High-intensity interval training (HIIT) is one of the most exciting trends in fitness, but the word “intensity” can scare away all but the most committed. Exercise is already hard, you may be thinking, and now experts want to make it harder?

Actually, it’s the opposite. Most people find HIIT easier than traditional cardio workouts, such as jogging, swimming or even shoveling snow. Compared with cardio training, HIIT more effectively improves your metabolic rate (for burning calories)…and improves your VO2 max—a parameter associated with cardiovascular health—according to research. In addition, it strengthens the immune system.

What most people don’t realize: Even though HIIT alternates periods of all-out exertion with periods of lower-intensity exercise, the intense segments of the workout don’t have to be too grueling. Facts you need to know to get started with HIIT…

THE MAGIC OF HIIT

With HIIT, you exercise as hard as you can for 30 seconds to a minute. (The actual exertion level and duration of the “burst” will vary from person to person.) Then you slow down to a lower intensity for a minute or two…then repeat the hard-easy sequence a few more times. The total length of the workout depends on your fitness level and physical abilities.

It’s the “explosive” part of the workout that creates what can only be called “magic.” People who engage in HIIT have better cardiovascular health—including improved cholesterol profiles and less insulin resistance—than those who do conventional endurance workouts, according to research published in Experimental Gerontology.

EASE INTO HIIT

HIIT is a safe form of exercise, which poses no more risk for sprain/strain injuries than any other exercise regimen. As with any new workout, however, it’s a good idea to get the go-ahead from your doctor before starting HIIT.

I tell people who are elderly or have physical limitations—or are merely new to exercise—to start with a low-intensity version of HIIT.

Example: If you’re a 65-year-old who has mainly been sedentary, you might start out with a slow walk (the easy part of the exercise at up to 3 mph), then pick up your speed—walking at around 4 mph to 5 mph while swinging your arms for the hard part. After 30 seconds or a minute of fast-walking/arm-swinging, you’d drop back to a stroll for a minute or two, then maintain the cycle for four to five rounds. To get started…

• Choose your sport. With HIIT, it doesn’t matter which activity you choose. You can do the exercise/rest cycles in a swimming pool or on a treadmill or an exercise bike—or using your own two feet. All that matters is that the activity allows you to go all-out for a brief period of time…drop down to a slower level…then go all-out once again. For most people, four of these intervals are enough to get an excellent workout.

• Don’t exercise on an empty stomach. If you don’t have enough blood sugar when you exercise, your body will pull sugar from the muscles first. That’s the opposite of what you want to happen. To improve body composition, you want to preserve muscle and burn fat. The best way to do this is to exercise within one to three hours after having a small meal.

Good pre-workout meal choices: A couple of scrambled eggs with a few slivers of avocado and a side of veggies.
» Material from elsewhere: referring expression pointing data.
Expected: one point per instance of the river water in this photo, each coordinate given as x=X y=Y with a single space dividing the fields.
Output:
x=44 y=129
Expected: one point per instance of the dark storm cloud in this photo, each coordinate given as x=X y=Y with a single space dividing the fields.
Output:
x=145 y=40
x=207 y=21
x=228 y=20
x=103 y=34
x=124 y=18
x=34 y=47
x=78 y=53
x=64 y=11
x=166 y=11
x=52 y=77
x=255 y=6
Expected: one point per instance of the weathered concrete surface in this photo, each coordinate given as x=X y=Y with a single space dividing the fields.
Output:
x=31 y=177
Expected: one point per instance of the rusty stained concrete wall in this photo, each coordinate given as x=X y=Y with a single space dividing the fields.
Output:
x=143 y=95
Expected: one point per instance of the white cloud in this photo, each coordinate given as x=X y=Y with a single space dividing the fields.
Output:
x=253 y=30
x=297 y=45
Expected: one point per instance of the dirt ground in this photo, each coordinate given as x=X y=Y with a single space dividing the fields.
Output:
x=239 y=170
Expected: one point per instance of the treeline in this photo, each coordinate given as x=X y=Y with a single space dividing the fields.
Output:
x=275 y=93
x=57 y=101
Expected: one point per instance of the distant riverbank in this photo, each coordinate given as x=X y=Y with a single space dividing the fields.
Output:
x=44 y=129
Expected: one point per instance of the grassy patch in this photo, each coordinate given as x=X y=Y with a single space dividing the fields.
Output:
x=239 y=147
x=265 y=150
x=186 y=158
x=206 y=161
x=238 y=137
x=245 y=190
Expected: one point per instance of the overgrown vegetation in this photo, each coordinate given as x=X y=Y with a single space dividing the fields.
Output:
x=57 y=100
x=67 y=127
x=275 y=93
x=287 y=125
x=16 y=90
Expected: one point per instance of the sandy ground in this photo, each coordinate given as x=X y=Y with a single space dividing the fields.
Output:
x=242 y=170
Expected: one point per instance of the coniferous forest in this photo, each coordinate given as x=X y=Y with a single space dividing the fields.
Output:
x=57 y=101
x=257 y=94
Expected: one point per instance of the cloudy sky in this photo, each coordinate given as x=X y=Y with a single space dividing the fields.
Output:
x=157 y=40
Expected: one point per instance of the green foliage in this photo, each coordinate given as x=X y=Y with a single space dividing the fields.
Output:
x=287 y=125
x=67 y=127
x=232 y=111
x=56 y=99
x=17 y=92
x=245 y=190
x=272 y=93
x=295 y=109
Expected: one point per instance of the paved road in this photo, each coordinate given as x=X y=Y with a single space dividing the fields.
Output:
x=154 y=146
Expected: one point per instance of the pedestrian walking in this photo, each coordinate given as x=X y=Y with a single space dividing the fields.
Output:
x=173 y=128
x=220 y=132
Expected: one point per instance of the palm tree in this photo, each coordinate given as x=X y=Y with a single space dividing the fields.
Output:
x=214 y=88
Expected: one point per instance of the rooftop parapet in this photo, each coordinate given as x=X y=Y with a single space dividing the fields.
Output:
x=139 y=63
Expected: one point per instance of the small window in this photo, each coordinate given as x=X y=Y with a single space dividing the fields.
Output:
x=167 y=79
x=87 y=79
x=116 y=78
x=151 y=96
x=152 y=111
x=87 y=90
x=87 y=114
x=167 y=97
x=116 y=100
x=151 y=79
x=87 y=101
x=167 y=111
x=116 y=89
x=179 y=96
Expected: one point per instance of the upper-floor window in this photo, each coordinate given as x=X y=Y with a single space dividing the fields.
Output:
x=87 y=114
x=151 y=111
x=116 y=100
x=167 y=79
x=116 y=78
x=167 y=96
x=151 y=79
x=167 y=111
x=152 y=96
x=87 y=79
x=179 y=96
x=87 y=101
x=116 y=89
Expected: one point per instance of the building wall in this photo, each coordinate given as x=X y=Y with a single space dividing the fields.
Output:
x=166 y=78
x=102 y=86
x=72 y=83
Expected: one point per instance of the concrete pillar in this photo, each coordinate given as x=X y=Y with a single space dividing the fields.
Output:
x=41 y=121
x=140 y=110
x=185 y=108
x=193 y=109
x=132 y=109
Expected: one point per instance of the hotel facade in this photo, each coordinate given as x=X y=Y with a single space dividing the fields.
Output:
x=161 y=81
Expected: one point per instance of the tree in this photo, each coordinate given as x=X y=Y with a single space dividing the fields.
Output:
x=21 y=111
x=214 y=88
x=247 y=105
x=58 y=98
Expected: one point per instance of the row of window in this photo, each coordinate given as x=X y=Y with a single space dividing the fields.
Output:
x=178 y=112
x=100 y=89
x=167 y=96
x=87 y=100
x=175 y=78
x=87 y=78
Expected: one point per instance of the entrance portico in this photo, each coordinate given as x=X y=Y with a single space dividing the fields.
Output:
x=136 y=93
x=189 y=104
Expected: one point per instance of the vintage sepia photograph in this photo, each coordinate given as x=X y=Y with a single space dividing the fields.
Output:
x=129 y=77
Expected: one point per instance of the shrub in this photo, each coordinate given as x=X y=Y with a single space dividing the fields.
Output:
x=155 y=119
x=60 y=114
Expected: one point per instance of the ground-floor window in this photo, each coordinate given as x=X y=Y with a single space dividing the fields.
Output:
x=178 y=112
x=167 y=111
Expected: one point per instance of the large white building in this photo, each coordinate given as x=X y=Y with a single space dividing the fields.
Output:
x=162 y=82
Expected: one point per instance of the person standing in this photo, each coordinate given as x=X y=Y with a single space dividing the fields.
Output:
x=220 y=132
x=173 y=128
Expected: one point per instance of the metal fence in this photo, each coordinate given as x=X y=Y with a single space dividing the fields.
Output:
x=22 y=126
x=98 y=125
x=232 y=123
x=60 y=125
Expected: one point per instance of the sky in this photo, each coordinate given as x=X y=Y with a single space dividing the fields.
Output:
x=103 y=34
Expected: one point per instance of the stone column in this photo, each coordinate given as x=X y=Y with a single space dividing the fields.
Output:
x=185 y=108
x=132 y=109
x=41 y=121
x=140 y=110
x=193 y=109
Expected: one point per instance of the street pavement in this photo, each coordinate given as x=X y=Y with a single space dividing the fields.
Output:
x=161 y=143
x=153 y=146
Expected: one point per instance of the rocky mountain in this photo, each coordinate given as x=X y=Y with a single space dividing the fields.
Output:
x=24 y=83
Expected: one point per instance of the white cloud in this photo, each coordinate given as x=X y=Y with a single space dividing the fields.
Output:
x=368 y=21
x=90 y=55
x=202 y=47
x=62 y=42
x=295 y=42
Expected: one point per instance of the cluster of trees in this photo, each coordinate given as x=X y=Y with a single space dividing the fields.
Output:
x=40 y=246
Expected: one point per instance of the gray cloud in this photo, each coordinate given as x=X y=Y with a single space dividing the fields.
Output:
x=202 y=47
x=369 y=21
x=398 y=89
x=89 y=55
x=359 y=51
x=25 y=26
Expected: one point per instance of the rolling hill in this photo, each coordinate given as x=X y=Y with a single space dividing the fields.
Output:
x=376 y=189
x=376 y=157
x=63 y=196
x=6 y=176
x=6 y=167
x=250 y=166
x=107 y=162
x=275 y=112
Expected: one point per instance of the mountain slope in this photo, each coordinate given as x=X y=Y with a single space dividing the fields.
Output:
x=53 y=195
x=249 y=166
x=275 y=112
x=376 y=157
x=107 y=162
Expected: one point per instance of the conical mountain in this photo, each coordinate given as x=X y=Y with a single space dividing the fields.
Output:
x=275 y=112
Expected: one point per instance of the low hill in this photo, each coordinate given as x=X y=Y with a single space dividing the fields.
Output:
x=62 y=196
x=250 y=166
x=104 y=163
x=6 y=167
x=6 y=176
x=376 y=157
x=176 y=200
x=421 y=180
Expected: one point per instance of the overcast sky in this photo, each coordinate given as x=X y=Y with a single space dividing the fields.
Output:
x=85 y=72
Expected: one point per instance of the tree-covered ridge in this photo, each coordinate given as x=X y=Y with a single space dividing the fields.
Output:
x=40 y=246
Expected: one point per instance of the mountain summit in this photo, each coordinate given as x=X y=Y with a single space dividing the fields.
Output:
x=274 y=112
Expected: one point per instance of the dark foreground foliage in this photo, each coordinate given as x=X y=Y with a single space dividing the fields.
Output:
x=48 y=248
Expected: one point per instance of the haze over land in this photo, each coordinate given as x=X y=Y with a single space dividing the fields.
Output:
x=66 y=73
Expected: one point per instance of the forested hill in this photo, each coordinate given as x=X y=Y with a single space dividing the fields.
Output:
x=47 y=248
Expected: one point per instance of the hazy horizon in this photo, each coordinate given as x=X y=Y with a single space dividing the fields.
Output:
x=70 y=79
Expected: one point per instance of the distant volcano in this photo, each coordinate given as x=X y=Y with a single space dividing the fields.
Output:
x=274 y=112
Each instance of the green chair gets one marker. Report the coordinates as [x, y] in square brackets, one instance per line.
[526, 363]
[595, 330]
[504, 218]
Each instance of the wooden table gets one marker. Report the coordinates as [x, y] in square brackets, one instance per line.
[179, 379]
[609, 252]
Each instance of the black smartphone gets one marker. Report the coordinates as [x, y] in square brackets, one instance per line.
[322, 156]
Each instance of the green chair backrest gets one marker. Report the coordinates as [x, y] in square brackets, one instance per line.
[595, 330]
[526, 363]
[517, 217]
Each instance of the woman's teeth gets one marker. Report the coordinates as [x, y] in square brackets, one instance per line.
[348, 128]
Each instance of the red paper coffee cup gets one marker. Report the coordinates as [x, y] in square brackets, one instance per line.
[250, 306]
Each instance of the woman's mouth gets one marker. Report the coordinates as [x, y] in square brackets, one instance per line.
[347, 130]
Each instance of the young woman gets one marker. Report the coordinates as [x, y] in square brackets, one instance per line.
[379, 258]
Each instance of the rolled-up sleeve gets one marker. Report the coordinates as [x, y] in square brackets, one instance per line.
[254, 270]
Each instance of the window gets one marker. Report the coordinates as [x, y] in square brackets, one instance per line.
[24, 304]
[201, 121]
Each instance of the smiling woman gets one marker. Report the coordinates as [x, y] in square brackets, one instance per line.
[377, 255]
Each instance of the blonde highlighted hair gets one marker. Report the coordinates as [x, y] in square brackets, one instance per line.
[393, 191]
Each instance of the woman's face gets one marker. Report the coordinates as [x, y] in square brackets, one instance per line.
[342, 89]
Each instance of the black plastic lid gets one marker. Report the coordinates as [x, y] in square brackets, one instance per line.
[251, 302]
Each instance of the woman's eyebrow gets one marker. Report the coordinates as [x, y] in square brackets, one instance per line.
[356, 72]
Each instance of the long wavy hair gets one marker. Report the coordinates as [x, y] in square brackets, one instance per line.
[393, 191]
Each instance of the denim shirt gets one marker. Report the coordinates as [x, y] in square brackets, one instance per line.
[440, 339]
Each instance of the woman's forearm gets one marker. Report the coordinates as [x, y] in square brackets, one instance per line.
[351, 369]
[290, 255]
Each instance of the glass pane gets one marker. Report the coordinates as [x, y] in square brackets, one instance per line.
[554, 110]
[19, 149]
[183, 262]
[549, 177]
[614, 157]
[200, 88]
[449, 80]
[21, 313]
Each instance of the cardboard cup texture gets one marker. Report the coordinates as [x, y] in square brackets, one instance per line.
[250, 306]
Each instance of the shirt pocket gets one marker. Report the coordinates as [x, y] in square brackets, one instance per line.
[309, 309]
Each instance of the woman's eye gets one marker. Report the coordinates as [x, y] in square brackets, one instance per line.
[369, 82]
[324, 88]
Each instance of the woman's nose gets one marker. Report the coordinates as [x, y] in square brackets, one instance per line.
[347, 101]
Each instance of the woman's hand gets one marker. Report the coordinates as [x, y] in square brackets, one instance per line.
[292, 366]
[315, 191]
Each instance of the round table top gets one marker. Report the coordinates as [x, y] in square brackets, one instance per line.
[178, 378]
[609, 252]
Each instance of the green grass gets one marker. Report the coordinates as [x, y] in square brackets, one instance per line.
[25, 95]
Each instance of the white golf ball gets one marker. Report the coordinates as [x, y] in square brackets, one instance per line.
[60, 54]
Or a healthful protein bar such as RXBAR, Oatmega or SimplyProtein Whey Bar.

• Work with your limitations. Many of my patients have some physical limitations. They might be overweight…out of shape…or deal with arthritis, leg pain or other minor (or not so minor) disabilities. You can still engage in HIIT—you just have to find what works for you. A personal trainer can offer advice.

• Go low and slow. To start, I recommend doing an HIIT workout three days a week, for about 10 minutes each time. You’ll slowly increase the total time—by increasing the number of intervals and/or the duration of the exertion/rest components—as you get stronger. Aim to work up to 20 to 30 minutes for each session.

• Don’t forget the warm-up and cooldown. When you start your workout, whether it’s biking, jogging or using a StairMaster, slowly go through these movements for the first few minutes…and shift into low intensity of the same exercise for a few minutes of cooldown at the end of the workout.

Each week, you’ll find that you can gradually increase the duration and intensity of the workouts.